Frederick Funston rose from obscurity and countless failures to become one of nation’s most beloved heroes at the turn of the 20th century.
His childhood wasn’t promising.
He failed his admissions test to the United States Military Academy. His father, Edward “Foghorn” Funston, a U.S. congressman, couldn’t get him admitted to West Point.
He attended the University of Kansas but didn’t graduate.
He was short – 5 feet, 5 inches – and weighed 120 pounds dripping wet.
But Funston, from Iola in Allen County, was just getting started. In time, he would become known as an adventurer, war hero, journalist and public celebrity.
He was born Nov. 9, 1865, in Ohio.
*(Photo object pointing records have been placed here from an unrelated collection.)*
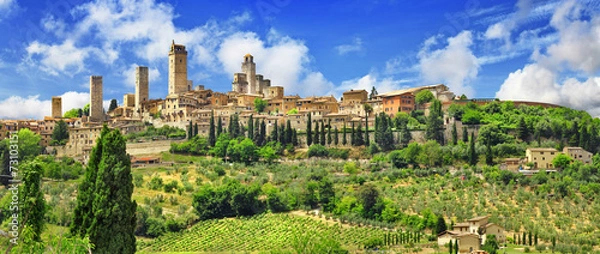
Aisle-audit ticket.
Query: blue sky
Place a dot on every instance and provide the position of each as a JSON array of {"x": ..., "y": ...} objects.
[{"x": 545, "y": 51}]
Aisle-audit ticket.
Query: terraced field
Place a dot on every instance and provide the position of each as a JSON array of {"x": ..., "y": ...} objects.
[{"x": 264, "y": 232}]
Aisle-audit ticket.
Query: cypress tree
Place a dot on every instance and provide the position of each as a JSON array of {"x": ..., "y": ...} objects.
[
  {"x": 250, "y": 128},
  {"x": 263, "y": 133},
  {"x": 322, "y": 138},
  {"x": 212, "y": 138},
  {"x": 316, "y": 134},
  {"x": 294, "y": 137},
  {"x": 344, "y": 138},
  {"x": 309, "y": 130},
  {"x": 33, "y": 205},
  {"x": 219, "y": 127},
  {"x": 352, "y": 136},
  {"x": 489, "y": 155},
  {"x": 112, "y": 211},
  {"x": 329, "y": 140},
  {"x": 335, "y": 136},
  {"x": 190, "y": 131},
  {"x": 288, "y": 132},
  {"x": 472, "y": 152},
  {"x": 454, "y": 134}
]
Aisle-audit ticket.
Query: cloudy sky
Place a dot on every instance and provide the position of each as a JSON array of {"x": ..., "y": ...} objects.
[{"x": 546, "y": 51}]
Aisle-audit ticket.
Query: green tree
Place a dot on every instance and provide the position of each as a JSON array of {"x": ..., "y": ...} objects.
[
  {"x": 335, "y": 136},
  {"x": 190, "y": 131},
  {"x": 316, "y": 133},
  {"x": 33, "y": 205},
  {"x": 329, "y": 140},
  {"x": 472, "y": 152},
  {"x": 322, "y": 132},
  {"x": 424, "y": 96},
  {"x": 219, "y": 126},
  {"x": 288, "y": 132},
  {"x": 105, "y": 210},
  {"x": 72, "y": 113},
  {"x": 250, "y": 128},
  {"x": 373, "y": 93},
  {"x": 433, "y": 128},
  {"x": 491, "y": 244},
  {"x": 212, "y": 137},
  {"x": 344, "y": 138},
  {"x": 308, "y": 130},
  {"x": 60, "y": 134},
  {"x": 454, "y": 134},
  {"x": 113, "y": 105},
  {"x": 441, "y": 225},
  {"x": 368, "y": 110},
  {"x": 260, "y": 105}
]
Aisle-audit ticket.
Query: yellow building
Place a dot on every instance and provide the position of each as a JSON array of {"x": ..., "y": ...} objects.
[{"x": 541, "y": 157}]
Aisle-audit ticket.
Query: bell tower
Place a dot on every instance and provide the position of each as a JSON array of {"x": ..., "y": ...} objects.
[{"x": 178, "y": 82}]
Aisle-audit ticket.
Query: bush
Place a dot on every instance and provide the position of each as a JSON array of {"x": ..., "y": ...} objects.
[{"x": 317, "y": 150}]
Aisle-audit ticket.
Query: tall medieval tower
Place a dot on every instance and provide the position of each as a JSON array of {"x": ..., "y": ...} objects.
[
  {"x": 249, "y": 68},
  {"x": 56, "y": 107},
  {"x": 141, "y": 88},
  {"x": 96, "y": 112},
  {"x": 178, "y": 82}
]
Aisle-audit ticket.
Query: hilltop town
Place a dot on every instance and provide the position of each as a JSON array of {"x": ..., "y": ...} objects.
[{"x": 186, "y": 103}]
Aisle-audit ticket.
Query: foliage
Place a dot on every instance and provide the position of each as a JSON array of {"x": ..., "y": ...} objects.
[
  {"x": 260, "y": 105},
  {"x": 105, "y": 210}
]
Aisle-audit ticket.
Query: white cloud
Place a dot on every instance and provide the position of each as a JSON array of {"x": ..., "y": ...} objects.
[
  {"x": 128, "y": 75},
  {"x": 367, "y": 82},
  {"x": 503, "y": 29},
  {"x": 355, "y": 46},
  {"x": 32, "y": 107},
  {"x": 63, "y": 58},
  {"x": 281, "y": 59},
  {"x": 455, "y": 65},
  {"x": 576, "y": 52}
]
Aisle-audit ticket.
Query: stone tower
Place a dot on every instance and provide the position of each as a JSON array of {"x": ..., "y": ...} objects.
[
  {"x": 96, "y": 111},
  {"x": 177, "y": 69},
  {"x": 141, "y": 88},
  {"x": 249, "y": 68},
  {"x": 56, "y": 107}
]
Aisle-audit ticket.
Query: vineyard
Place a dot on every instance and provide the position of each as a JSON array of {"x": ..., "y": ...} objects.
[{"x": 259, "y": 233}]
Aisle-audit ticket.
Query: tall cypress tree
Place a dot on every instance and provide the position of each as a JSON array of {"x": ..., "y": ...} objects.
[
  {"x": 472, "y": 152},
  {"x": 190, "y": 131},
  {"x": 352, "y": 136},
  {"x": 250, "y": 128},
  {"x": 212, "y": 138},
  {"x": 219, "y": 127},
  {"x": 335, "y": 136},
  {"x": 316, "y": 134},
  {"x": 112, "y": 211},
  {"x": 344, "y": 138},
  {"x": 329, "y": 140},
  {"x": 322, "y": 138},
  {"x": 454, "y": 134},
  {"x": 33, "y": 205},
  {"x": 308, "y": 130},
  {"x": 288, "y": 132}
]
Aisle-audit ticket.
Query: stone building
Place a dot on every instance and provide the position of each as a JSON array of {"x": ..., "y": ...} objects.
[
  {"x": 96, "y": 109},
  {"x": 178, "y": 82},
  {"x": 248, "y": 81},
  {"x": 56, "y": 106},
  {"x": 141, "y": 88}
]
When he was 2, his family moved to Iola.
He loved to read, and by the time he was in high school he was writing campaign speeches for his father, who served in the Kansas Legislature and the U.S. House of Representatives.
When money for college didn’t work out, Funston worked for a time as a surveyor, then as a ticket taker for the Santa Fe Railway. He worked as a journalist in Kansas City and Fort Smith, Ark., and a botanist for the U.S. Department of Agriculture.
His scientific adventures took him to the Dakota Badlands, Death Valley and Alaska. In Death Valley he helped discover 150 new species of plant life. He helped open a new trail in the Yosemite Valley and lived for a time with the Panamint Indians in California. In Alaska, he wintered on the banks of the Klondike and paddled down the Yukon River.
In 1896, Funston joined the Cuban Army and was appointed a captain, even though he had never fired a cannon. He read the instruction manual for a 12-pound Hotchkiss Revolving Cannon, then began leading troops.
Within two years, he lost 17 horses, fought in 22 battles, was shot through both lungs and an arm, and had malaria.
While recovering from his wounds, Kansas Gov. William Stanley promoted him to colonel of the “Fighting 20th” Kansas Regiment, which Funston led into the Philippine Islands as part of the Spanish American War.
Under his leadership, the “Fighting 20th” took part in 19 battles and a special mission in which they captured the notorious rebel leader Emilio Aguinaldo.
For that, Funston was named a brigadier general.
At 34, he was the youngest general in the U.S. Army.
In 1906, Funston was in charge of the Army’s Department of California at the Presidio when an earthquake struck leaving 300,000 people homeless and much of the city crumbled and on fire.
Funston helped organize troops to feed and give aid.
When World War I was breaking out in Europe, the word in Washington, D.C., was that the Kansas general Funston would be asked to command U.S. Forces.
But the general died too soon.
On Feb. 19, 1917, Funston was in a San Antonio hotel listening to an orchestra play “The Blue Danube” waltz when he suffered a massive heart attack and died.
He was so well known that the people of Texas opened the Alamo so that his body could lay in state there, the first person so honored.
In California, his body lay in state for two days in the rotunda of San Francisco City Hall.
Kansas journalist and friend William Allen White would write of Funston: “We had a man as dashing as Sheridan, as unique and picturesque as the slow-moving, taciturn Grant, as charming as Jackson, as witty as old Billy Sherman, as brave as Paul Jones.”
The truth of it was Frederick Funston was a feisty little Kansan whose adventures filled books.
A camp was named for him at Fort Riley as were streets across the state. In 2010, Funston was picked by the Kansas Sampler Foundation as one of 24 notable Kansans.